Monday, 7 April 2014

HOME AND THE WORLD: When misogyny from within one's family, rather than the outside world forces to choke the life out of the gutsy feminist.

Dear Reader, it is not easy being a woman. It is even more difficult to be a young woman who is not a significant contributor to the financial standing in one's family...It is also excruciatingly painful to have brilliant liberal and supportive parents but a vile and misogynistic extended family.

My parents have always encouraged me to think for myself and be honest in my dealings with others, yet I ask you Dear Reader, is it really possible to be honest when social conventions force us to be nice to those who clearly hate us and make us miserable?

 In India, family and family values are considered paramount. In a culture that places huge importance in the collective that is the 'Great Indian Extended Family', it is hard to ignore family members who have the capacity to leach every single drop of joy from your body with derisive glances and cutting words. As a 'well brought up young woman' one is expected to show every modicum of civility to them as 'the parent's honour depends upon it'.

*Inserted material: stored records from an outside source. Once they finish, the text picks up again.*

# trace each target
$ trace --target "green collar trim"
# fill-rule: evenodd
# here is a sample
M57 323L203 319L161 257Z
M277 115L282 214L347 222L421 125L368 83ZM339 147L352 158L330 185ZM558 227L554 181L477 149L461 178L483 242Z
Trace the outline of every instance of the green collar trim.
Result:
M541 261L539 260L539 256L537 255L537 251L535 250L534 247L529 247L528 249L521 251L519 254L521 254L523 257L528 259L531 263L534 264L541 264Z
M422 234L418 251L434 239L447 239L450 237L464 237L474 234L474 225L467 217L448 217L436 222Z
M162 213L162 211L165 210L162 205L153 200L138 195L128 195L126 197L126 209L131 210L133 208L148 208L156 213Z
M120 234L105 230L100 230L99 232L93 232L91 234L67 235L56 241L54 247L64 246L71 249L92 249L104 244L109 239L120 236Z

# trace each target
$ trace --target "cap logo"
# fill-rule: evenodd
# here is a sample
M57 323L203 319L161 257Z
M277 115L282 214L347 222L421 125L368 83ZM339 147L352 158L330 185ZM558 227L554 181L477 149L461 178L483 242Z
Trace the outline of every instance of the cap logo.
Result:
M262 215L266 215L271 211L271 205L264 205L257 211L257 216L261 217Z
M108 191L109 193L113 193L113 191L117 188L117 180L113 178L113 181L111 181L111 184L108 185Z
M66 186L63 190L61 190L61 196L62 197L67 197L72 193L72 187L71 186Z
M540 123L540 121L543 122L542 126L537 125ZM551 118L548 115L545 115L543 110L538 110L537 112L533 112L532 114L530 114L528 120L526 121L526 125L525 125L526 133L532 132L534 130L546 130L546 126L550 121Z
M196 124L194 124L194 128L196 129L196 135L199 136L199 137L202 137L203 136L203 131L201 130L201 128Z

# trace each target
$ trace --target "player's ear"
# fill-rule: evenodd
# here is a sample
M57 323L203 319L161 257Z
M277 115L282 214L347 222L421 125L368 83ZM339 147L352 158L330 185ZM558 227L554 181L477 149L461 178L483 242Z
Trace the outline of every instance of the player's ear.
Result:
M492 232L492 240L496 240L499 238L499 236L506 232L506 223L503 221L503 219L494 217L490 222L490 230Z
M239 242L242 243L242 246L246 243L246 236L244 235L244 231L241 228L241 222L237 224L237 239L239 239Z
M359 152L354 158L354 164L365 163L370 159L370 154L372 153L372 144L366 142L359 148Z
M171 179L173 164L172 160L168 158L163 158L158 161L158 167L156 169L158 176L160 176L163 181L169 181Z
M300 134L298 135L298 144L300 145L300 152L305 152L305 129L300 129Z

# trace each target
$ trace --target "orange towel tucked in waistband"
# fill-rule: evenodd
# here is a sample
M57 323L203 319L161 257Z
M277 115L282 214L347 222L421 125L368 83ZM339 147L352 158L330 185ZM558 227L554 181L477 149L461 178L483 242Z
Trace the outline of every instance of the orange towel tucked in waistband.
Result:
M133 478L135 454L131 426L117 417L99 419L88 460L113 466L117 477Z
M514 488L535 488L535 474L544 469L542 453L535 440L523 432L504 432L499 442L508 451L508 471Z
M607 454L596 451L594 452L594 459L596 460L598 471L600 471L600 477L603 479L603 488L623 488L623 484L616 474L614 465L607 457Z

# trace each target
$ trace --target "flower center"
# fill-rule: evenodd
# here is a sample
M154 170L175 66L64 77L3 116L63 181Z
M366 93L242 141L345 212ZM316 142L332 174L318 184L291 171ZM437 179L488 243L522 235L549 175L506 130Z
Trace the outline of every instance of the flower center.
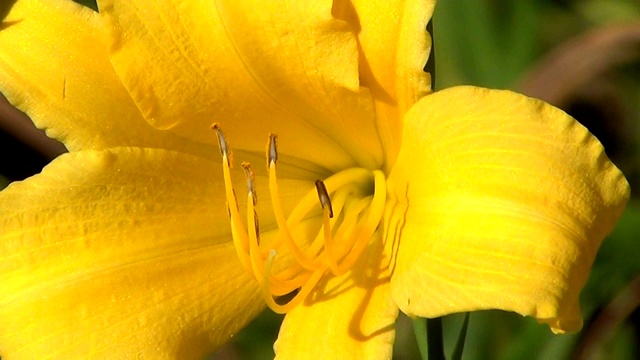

It is a frustrating conundrum Dear Reader, why is having a vagina in the 'Great Indian Bourgeois Family' an open invitation to disapproval, constant criticism about behaviour / cooking skills / lifestyle / body / opinions etc? I will probably be embarrassed when I read this post in future, but I have a confession...I know what it is like to feel as low as it is humanly possible. In a culture where a woman's opinions have no weightage or are considered insignificant, I feel doubly frustrated. As hosts, we are taught to be gracious, but being insulted by various family members constantly in front of one's parents as well as behind the scene is excruciating at so many different levels.

As a highly educated feminist, one can't help but chafe under the restrictions, good manners and certain unavoidable circumstances puts one under. Yet, there is another being that lives within this highly educated feminist; the daughter, who feels guilty at causing pain to the said brilliant, liberal and supportive parents who place a lot of store into good manners. By indulging in impulsive, reactionary and insulting put downs that the horrid relatives deserve, I  would only expose my parents to ridicule from their siblings/in laws and lead to further embarrassment. Thus, sadly, in this struggle, the highly educated feminist loses to the daughter.

However, it is important that I share my realisation with you my Dear Reader, cynical though it may seem.... The road to freedom, equality and respect it is still an extremely daunting and difficult one, when our own kin stand in the way, presenting us with debilitating psychological hurdles, that are perhaps tougher than breaking down the walls that society places in front of all of us dedicated to the feminist cause.